Like all LPFM stations, New Haven Independent Radio’s broadcast footprint wouldn’t extend much beyond the city limits, although it would stream online as well — which could be significant, Bass says, given predictions that most cars will have streaming Internet radio within a few years.

Inspired by Haverhill

Bass says he got the idea from WHAV Radio in Haverhill, Mass., a nonprofit online community station (it also has a weak AM signal) whose volunteer general manager, Tim Coco, is seeking to expand with an LPFM license of his own. (I wrote about Coco’s radio ambitions last summer.) Coco, who runs an advertising agency and is a local politico of some note, is also among a group of residents working to launch a cooperatively owned community news site to be called Haverhill Matters, under the auspices of the Banyan Project.

“I’m happy I provided some inspiration,” Coco told me by email. “I believe the more local voices, the better for the community.”

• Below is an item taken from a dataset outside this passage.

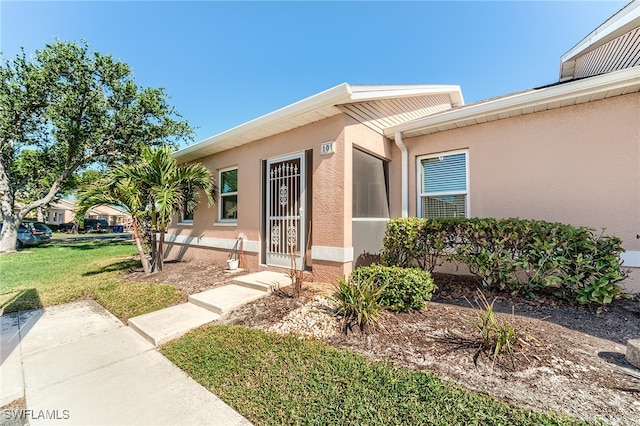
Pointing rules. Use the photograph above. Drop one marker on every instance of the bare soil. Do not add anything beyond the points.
(570, 358)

Although Bass, if he is successful, may be the first hyperlocal news-site operator to start an independent radio station, the connection between the two media is a natural one. For instance, Howard Owens, publisher of The Batavian, a for-profit site that covers Genesee County in western New York, has partnered since 2009 with WBTA, an AM station with a strong community presence. An even more ambitious project is under way in the heart of the country, as the St. Louis Beacon news site is merging with St. Louis Public Radio.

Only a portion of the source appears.